Козлов с Нетерпыщевым удовлетворенно переглянулись.
— Но тогда вам надо как можно скорее определиться, кого из кандидатов вы будете поддерживать.
— Не собираюсь я никого тут поддерживать, я вообще не намерен у вас задерживаться.
— А куда ж вы денетесь? — искренне удивился Козлов.
— Как куда? Мне в Москву надо, у меня своих дел невпроворот.
— Да вы не переживайте, с вашим-то опытом вам и здесь дело найдется. Нам бы денег раздобыть хоть немного на выборы — взаймы, конечно… Как только у нас тут жизнь наладится, мы все отдадим, еще и с процентами.
— Все кредиты берутся на Западе, — машинально сказал Гога-Гоша, думая о своем.
— К нам вообще-то ближе Восток.
— Я не специалист по Востоку. Я специалист по Западу. Передо мной на Западе все двери открыты.
— Да нам один черт, хоть и на Западе. Поможете?
— Давайте так. Сначала вы мне поможете отсюда выбраться, а я, вернувшись в Москву, подумаю, что можно для вас сделать.
— Отсюда не выберешься, — сказал Нетерпыщев. — Тихо-Пропащенск — это судьба.
— Ну тогда и говорить не о чем.
Гога-Гоша встал и, не попрощавшись, вышел из буфета.
Пройдясь по коридору туда-сюда и немного успокоившись, он остановился перед чуть приоткрытой дверью, за которой кто-то негромко, красивым голосом напевал «Снова замерло все до рассвета…». Гога-Гоша заглянул и увидел сидящего за столом человека богатырского роста, который пел, подперев кулаком щеку и глядя с тоской в окно. Больше никого в кабинете не было.

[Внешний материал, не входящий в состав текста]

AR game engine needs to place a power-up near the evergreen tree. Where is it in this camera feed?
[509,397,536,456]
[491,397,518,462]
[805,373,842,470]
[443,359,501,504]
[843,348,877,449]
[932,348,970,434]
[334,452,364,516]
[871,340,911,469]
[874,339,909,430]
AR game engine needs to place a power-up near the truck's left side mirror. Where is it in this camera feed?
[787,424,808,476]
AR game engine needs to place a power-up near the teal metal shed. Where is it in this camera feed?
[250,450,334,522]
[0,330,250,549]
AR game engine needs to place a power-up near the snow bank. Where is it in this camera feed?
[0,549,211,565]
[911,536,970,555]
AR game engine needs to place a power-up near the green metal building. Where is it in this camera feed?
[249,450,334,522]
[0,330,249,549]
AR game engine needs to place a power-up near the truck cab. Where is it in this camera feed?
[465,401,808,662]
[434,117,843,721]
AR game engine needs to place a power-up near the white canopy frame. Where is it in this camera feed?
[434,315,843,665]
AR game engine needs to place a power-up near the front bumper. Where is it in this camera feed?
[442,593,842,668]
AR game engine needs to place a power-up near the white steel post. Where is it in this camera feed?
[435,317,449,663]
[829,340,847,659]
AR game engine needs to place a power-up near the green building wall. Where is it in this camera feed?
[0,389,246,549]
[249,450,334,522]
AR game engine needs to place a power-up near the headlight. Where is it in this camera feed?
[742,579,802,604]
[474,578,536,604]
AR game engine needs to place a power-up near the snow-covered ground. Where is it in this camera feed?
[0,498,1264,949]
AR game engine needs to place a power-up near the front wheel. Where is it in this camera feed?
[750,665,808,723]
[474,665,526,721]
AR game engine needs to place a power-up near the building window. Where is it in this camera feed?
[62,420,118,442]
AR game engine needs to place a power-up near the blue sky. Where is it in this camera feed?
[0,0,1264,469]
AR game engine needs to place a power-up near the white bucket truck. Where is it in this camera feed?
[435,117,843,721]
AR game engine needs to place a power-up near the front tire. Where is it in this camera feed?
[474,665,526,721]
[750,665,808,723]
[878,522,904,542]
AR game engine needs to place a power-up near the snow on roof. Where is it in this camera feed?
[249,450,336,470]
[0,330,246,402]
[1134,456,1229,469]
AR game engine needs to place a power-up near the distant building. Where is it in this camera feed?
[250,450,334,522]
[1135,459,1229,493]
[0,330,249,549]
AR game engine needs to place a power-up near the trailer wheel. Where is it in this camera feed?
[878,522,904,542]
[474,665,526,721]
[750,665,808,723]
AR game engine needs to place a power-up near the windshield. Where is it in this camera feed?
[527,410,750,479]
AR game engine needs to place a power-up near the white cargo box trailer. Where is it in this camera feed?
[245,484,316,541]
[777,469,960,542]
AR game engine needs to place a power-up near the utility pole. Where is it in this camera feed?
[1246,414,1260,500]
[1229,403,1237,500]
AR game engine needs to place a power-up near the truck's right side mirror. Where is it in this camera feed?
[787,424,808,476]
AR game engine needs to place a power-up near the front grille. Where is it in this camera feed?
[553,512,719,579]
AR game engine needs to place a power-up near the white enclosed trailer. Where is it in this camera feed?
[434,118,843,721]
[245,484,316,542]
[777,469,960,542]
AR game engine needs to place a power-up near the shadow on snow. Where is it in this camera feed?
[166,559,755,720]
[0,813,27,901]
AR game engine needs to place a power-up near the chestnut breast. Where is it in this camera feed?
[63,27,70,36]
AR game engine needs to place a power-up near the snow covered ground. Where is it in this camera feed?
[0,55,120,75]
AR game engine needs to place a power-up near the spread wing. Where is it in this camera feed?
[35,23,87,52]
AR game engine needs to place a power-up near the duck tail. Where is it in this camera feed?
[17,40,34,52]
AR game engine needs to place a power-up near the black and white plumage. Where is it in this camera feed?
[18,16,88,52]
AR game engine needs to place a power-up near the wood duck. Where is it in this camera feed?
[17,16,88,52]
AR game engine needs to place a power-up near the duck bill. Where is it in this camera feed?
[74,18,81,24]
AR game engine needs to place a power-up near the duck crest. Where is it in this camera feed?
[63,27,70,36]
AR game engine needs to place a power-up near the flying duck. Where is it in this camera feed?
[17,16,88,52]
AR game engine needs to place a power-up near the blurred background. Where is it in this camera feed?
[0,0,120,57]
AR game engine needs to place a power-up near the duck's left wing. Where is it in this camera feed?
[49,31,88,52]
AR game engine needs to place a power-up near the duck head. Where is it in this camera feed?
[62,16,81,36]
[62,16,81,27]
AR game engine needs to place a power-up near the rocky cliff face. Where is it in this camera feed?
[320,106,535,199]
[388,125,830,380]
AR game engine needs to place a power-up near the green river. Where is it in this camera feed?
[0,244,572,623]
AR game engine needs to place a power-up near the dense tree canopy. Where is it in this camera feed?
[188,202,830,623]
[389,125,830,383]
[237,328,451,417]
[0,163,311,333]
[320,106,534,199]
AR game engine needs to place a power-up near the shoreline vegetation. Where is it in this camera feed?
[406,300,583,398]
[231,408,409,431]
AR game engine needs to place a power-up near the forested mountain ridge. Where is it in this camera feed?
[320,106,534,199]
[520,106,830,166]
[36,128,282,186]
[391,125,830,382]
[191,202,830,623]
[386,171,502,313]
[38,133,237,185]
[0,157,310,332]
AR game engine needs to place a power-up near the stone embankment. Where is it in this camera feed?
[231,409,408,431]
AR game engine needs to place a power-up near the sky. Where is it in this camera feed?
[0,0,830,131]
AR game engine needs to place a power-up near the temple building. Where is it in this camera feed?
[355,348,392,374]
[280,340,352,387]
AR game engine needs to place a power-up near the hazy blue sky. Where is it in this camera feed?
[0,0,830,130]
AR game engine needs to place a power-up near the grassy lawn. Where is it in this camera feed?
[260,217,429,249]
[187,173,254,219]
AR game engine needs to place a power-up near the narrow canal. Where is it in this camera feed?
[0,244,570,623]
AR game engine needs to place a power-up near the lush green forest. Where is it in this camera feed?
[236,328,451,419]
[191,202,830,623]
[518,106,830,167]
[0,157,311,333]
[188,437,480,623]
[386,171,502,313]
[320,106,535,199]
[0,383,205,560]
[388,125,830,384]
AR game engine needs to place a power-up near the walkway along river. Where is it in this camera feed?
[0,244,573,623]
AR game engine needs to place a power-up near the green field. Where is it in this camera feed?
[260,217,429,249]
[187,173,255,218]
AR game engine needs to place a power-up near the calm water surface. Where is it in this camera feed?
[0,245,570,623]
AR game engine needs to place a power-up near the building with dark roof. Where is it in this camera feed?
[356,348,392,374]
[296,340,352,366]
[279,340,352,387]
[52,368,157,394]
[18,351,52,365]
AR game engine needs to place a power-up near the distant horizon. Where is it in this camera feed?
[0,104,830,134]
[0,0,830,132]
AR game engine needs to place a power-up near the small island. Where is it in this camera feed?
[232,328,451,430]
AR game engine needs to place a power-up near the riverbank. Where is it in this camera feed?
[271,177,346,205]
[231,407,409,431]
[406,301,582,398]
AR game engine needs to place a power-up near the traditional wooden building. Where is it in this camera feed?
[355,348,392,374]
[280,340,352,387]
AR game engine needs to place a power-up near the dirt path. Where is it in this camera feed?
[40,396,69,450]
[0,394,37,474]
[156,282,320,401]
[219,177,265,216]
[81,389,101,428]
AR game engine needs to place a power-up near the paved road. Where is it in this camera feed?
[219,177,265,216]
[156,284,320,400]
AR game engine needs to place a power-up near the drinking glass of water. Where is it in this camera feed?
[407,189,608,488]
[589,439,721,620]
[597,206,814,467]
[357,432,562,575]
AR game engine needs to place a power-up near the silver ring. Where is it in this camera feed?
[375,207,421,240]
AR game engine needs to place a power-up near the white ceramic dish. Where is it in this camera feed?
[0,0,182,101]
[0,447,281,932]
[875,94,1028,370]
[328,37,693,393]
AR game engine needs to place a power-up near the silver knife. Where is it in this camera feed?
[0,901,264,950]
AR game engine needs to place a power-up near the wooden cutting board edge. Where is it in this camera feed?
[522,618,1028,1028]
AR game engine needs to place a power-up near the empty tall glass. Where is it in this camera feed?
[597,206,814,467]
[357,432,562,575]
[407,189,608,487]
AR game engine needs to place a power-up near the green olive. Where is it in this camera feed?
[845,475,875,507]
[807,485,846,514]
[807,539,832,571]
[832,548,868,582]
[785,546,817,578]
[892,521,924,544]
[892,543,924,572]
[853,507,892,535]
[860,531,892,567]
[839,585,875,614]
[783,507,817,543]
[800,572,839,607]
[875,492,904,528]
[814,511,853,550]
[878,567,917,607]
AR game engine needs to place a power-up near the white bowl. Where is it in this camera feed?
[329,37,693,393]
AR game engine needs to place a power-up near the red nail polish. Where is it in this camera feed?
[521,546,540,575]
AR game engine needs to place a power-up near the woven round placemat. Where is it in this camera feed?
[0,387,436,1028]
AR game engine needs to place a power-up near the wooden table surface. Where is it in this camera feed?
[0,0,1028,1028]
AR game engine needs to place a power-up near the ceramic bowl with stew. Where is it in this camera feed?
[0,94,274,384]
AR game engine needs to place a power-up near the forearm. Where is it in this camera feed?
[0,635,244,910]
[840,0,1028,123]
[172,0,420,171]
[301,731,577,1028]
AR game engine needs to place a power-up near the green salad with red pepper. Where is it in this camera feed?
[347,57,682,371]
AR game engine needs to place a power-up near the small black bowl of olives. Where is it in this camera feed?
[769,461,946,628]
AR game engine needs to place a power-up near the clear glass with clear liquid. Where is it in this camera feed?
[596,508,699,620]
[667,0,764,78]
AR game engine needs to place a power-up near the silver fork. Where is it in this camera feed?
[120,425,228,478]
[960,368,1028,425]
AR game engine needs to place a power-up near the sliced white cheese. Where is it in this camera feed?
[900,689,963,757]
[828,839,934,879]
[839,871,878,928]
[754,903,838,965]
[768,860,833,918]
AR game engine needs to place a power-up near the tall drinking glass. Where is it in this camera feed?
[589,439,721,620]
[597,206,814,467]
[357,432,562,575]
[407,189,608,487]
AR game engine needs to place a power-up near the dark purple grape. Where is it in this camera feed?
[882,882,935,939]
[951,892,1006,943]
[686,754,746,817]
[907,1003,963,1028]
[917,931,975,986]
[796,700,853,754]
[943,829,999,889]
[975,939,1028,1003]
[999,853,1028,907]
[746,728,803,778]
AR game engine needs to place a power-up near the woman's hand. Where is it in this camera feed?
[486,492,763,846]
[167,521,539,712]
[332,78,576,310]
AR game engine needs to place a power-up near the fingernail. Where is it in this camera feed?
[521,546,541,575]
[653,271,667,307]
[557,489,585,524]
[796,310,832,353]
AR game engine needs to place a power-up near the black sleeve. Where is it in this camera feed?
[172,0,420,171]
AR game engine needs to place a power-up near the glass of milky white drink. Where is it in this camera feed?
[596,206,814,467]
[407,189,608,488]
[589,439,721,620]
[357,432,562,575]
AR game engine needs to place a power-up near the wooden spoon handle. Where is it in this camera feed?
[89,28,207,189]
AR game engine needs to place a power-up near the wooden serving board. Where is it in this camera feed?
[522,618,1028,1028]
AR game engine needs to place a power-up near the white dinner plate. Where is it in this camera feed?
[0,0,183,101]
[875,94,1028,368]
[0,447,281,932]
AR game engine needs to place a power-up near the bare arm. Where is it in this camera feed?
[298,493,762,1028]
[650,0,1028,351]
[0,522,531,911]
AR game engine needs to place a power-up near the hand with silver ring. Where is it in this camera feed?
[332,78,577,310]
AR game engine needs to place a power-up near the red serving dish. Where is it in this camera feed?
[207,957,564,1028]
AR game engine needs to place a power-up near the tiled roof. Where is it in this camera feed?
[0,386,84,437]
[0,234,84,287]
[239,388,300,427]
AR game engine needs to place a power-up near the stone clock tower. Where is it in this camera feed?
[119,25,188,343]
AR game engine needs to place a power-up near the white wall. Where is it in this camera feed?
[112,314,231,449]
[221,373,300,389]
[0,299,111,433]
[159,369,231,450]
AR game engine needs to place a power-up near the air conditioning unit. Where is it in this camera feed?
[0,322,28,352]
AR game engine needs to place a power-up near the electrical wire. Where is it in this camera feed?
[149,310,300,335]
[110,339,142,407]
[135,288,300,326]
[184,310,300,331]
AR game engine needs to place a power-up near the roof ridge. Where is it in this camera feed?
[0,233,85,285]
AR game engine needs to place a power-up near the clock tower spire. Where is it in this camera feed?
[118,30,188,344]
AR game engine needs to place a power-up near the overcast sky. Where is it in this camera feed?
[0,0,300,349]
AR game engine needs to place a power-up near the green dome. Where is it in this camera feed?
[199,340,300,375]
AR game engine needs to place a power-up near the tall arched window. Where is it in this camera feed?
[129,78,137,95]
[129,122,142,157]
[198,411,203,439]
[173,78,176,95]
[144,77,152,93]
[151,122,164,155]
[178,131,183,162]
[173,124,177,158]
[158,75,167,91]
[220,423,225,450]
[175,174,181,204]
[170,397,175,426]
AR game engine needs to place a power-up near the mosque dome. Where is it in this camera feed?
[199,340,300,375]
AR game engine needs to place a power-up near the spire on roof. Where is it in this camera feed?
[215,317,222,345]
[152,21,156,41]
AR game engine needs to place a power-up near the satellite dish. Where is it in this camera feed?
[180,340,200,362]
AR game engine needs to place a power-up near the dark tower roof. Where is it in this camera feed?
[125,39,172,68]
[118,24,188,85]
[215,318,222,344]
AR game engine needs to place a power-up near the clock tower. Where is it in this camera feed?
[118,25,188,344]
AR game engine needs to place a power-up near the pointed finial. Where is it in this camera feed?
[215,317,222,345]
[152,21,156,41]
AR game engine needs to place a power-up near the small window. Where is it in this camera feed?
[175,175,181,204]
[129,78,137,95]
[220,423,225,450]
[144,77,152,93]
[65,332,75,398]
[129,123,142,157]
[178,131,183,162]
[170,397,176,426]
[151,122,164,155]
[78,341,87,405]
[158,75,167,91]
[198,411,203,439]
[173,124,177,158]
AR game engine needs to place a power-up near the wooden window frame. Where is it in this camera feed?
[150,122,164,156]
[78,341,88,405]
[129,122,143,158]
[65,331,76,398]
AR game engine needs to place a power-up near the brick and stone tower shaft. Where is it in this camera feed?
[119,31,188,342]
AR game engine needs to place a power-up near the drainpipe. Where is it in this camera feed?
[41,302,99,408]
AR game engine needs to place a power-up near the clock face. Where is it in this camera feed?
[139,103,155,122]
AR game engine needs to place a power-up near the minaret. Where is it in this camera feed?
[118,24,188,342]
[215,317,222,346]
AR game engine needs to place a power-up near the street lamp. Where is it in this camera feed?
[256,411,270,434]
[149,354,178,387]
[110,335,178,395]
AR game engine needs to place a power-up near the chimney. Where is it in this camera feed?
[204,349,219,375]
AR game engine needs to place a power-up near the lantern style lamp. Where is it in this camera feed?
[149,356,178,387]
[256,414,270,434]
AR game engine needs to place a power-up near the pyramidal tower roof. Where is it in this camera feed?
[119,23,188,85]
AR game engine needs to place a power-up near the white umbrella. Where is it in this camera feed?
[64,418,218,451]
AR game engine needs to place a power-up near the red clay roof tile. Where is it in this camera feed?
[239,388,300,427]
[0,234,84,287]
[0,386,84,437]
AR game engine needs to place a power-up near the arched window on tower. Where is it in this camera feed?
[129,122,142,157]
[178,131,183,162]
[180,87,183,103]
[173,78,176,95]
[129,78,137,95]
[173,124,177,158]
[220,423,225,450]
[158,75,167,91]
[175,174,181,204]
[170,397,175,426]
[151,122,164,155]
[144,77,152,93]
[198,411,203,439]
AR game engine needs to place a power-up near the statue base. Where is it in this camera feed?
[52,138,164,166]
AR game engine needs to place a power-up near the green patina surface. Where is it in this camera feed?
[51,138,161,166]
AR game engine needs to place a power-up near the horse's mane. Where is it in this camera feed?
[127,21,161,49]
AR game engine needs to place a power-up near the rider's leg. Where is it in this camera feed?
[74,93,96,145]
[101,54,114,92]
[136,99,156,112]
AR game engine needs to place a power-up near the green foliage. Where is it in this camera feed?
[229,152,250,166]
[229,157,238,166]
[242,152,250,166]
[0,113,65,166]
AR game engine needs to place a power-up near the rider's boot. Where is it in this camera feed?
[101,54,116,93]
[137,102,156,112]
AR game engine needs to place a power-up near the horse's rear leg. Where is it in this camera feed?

— Поете хорошо, — похвалил Гога-Гоша. — А служите кем?
— Начальник департамента по борьбе с хаосом Бесфамильный, — перестав петь, сказал человек. — Заходите!
— А что, есть такой департамент? — удивился, входя, Гога-Гоша.
— Представьте себе.
— И чем же вы тут занимаетесь?
— Докладываю. Сначала у нас было, как положено, управление экономики и финансов. Потом, значит, в соответствии с рекомендацией из Центра переделали его в департамент по экономической и финансовой реформе. Через год пришлось срочно создавать на его базе департамент по борьбе с экономическими и финансовыми преступлениями. Ну а потом, сами понимаете, экономика приказала долго жить, финансы спели романсы, остался один хаос. Вот боремся.
— Надо же! — удивился Гога-Гоша. — Я ничего этого не знал. Даже спросить хотел у кого-нибудь, что ж это у вас так все запущено в городе? Ни уехать от вас, ни позвонить. Люди какие-то одичавшие, коз в квартирах держат, в мэрии вместо нормальной охраны — собаки… Как это вы дошли до жизни такой?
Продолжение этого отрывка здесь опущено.